On one level, I am really happy that I have such a strong Earth Sciences background. But I find, more and more, that I wish I didn’t know the things I know. Especially regarding the future of our planet and the future of our species. Last week I talked about our planet, this piece of rock whirling its way through space. It’s been doing that for several billion years now – and it will continue to do that.
But it’s quite possible that, within a few decades or a century, it will be doing that without us… or at least without most of us.
The problem with having this scientific knowledge, this understanding of the magnitude and scale of earth processes (e.g. how long it takes for something as big as a planet to heat up or to reverse that heating; how significant a degree or two of warming is when you consider how much energy that represents when that degree of temperature is an average over the planet – in other words, a huge addition of energy) is that it makes it hard to feel optimistic. Because my outlook on what we are doing, where we are taking ourselves, is too grounded in fact. In reality.
I think a lot about this idea of optimism.
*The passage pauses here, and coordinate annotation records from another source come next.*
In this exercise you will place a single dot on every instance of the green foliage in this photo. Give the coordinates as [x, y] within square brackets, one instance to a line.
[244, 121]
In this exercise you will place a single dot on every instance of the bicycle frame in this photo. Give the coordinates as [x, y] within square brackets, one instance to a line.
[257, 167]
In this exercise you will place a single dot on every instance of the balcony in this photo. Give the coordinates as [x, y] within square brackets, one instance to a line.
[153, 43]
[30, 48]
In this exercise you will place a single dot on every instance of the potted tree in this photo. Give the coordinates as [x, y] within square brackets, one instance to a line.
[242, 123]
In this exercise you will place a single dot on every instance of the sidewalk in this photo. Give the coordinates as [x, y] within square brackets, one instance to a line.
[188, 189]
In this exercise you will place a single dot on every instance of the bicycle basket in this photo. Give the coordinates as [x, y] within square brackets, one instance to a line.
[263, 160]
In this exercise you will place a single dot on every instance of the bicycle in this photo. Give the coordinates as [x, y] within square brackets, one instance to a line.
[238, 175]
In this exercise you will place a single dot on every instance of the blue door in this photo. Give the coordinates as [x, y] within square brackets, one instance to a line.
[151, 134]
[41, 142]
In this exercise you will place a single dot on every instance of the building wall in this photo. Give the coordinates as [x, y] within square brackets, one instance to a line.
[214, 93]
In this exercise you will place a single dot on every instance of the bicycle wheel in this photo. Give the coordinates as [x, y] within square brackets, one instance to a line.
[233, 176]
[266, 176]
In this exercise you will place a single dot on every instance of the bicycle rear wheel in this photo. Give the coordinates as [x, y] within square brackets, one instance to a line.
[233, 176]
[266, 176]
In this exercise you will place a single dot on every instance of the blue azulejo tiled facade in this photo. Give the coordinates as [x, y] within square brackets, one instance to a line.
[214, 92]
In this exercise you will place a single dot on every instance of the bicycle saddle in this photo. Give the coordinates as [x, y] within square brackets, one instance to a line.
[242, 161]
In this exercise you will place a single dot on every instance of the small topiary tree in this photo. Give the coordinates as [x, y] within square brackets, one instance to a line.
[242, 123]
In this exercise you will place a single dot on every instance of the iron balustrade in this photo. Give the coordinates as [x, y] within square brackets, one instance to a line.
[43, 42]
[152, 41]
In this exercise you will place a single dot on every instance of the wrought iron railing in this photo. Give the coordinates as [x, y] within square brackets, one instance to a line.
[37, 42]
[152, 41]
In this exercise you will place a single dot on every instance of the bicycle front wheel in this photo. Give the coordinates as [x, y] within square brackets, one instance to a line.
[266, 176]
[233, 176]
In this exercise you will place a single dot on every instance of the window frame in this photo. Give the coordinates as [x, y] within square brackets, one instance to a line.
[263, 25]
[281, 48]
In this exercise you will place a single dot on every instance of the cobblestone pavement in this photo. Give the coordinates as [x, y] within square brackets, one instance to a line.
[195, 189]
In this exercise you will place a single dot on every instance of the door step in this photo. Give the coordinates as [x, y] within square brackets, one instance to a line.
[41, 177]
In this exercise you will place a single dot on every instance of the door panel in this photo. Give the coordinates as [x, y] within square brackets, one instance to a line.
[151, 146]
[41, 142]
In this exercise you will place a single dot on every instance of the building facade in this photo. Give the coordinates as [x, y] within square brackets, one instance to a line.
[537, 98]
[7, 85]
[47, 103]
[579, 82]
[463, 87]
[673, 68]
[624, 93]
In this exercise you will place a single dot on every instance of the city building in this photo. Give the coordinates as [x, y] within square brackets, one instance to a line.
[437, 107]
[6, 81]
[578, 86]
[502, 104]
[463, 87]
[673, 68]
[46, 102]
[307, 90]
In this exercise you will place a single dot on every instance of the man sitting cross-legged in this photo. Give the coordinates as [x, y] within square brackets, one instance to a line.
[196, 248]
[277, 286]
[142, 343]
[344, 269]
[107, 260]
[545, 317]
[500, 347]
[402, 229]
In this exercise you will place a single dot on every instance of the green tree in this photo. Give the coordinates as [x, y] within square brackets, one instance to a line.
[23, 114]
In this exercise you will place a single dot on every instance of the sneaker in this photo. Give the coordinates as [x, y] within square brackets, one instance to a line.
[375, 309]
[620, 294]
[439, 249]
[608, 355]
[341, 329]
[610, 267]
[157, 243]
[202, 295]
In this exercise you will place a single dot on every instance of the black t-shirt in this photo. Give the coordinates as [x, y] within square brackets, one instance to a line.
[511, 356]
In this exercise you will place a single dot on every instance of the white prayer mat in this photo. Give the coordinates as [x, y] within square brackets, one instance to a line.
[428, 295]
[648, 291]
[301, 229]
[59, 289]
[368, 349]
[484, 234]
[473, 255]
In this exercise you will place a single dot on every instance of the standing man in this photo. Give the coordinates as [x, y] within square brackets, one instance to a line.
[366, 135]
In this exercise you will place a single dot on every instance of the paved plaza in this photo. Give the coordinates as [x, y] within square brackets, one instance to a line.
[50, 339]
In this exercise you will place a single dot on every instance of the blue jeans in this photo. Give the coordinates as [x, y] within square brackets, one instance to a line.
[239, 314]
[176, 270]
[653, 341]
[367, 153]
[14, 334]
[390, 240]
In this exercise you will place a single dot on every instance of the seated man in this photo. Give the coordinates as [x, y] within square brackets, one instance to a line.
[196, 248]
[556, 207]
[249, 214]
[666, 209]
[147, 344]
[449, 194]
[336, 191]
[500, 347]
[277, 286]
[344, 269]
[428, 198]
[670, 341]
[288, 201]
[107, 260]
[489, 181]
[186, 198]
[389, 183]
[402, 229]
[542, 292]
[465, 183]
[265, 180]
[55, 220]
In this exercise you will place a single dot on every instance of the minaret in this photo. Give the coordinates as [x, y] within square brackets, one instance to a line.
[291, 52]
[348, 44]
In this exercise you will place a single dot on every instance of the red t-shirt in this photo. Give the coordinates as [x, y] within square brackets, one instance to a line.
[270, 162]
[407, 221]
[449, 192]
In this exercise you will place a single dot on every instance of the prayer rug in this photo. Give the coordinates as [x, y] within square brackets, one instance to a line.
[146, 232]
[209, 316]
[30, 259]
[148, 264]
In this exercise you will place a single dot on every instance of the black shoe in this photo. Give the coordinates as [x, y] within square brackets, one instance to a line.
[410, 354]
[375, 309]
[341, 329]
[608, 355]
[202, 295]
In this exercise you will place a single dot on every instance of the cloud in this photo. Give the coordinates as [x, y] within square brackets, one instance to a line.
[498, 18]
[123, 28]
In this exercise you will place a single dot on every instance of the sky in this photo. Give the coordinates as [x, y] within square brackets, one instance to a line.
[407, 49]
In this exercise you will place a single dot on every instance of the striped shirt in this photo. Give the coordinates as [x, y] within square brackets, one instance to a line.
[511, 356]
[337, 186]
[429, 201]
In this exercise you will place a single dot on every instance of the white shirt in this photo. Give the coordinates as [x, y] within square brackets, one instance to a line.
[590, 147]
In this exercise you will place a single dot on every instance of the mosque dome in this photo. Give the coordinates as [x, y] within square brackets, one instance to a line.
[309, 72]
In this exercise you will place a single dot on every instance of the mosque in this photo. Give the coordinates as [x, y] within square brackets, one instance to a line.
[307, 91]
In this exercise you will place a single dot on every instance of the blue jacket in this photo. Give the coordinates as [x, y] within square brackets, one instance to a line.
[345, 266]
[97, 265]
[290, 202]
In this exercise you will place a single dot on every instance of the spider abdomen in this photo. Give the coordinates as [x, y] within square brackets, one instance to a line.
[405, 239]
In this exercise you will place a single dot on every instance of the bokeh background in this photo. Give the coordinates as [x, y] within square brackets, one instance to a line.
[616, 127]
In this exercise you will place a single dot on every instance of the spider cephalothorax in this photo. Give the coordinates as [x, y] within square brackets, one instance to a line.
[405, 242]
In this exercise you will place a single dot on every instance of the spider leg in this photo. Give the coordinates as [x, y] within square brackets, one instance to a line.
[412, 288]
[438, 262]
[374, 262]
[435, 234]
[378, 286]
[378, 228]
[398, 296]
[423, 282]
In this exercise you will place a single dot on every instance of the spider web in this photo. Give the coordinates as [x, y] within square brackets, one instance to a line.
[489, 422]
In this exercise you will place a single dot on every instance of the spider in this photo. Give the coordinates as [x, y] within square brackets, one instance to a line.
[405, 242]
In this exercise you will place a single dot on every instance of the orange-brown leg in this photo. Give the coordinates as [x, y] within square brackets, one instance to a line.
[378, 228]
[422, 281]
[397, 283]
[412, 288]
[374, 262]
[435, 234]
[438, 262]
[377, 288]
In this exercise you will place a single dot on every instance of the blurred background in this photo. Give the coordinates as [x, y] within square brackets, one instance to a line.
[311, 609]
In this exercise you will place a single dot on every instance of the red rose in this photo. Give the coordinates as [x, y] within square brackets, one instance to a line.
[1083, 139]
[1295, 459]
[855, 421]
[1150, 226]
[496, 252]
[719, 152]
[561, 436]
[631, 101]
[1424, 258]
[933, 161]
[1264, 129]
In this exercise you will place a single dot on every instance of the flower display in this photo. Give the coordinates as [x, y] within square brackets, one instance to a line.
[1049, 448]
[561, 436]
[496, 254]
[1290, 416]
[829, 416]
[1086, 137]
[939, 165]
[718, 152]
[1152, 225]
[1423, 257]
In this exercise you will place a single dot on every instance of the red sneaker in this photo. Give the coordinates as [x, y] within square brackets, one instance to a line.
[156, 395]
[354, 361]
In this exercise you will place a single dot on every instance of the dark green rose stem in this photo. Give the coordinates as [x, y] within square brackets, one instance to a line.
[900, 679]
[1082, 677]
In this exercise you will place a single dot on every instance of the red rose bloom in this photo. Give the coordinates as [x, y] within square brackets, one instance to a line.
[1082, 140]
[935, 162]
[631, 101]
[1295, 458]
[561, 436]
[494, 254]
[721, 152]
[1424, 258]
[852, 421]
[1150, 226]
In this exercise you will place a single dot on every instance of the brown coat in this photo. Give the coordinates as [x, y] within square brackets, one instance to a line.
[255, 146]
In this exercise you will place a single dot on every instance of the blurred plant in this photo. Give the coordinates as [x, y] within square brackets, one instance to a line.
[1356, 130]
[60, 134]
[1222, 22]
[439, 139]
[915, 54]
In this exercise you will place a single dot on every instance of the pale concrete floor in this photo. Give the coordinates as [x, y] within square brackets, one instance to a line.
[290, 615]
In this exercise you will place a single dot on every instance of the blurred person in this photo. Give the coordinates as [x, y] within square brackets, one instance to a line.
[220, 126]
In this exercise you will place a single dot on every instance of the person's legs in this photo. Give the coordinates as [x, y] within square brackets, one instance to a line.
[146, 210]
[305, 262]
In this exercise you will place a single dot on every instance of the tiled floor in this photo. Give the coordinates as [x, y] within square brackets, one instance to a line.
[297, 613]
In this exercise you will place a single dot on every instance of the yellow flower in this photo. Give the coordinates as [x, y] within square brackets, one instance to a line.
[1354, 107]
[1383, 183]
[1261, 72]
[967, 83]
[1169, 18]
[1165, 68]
Often, I feel like optimism is an evil thing. We can feel optimistic that someone will find a solution, or that technology will save us, or that the Lord will intervene. But by feeling that optimism, it gets us off the hook: instead of realizing where we are headed, instead of doing something to prevent that bad outcome, we can just look on the bright side, have faith that it will all be OK, and go about our merry business.
I remember feeling this way when I worked on an adventure race in Chile. I was in charge of safety for the kayaking sections of the race. To me, that meant that my job was to foresee what could go wrong, in advance of it ever happening, and taking the actions to prevent it from happening. To think of all of the “what-ifs”. What if someone broke their paddle – do we have spare paddles on the compulsory gear list? What if the teams are far apart and a strong wind comes up and tips several kayaks at once – do we have enough support boats to effect all the rescues? My Chilean colleagues accused me of being a pessimist. “Just think positive,” they admonished. “Pray that the wind doesn’t come up.”
But I wasn’t being pessimist. I was just looking ahead, being realistic. These things happen in Patagonia: the wind does come up, and the water is very cold. We are an intelligent species. (So they say). One thing that we humans can do is look ahead and see where things are going, and take action to influence that course.
As I look ahead, though, with all of this bloody Earth Sciences knowledge that I hold, I find it hard to be optimistic. In fact, for the past few years I have felt that this knowledge, which forces me to be a realist, has also turned me into a pessimist.
In fact, until this week, I thought that I held out no hope at all.
But on Monday, Jack Layton, the man who epitomized hope and optimism, died. I am surprised – no, shocked – that for two days I have been in tears over a man, a politician no less!, who I never met, who I never once saw in public.
And I realize that I must still have some hope left in me. I would not be crying if I had already given up.
Jack gave hope to our whole country – even to a realistic pessimistic cynic like me. It is so sad, so very very sad, that we will never know what he would have accomplished in these coming years, these years that he should have had, as Leader of the Opposition.
Jack Layton’s last words to Canadians have been oft-repeated these last two days, but they are worth repeating:
My friends, love is better than anger. Hope is better than fear. Optimism is better than despair. So let us be loving, hopeful and optimistic. And we’ll change the world.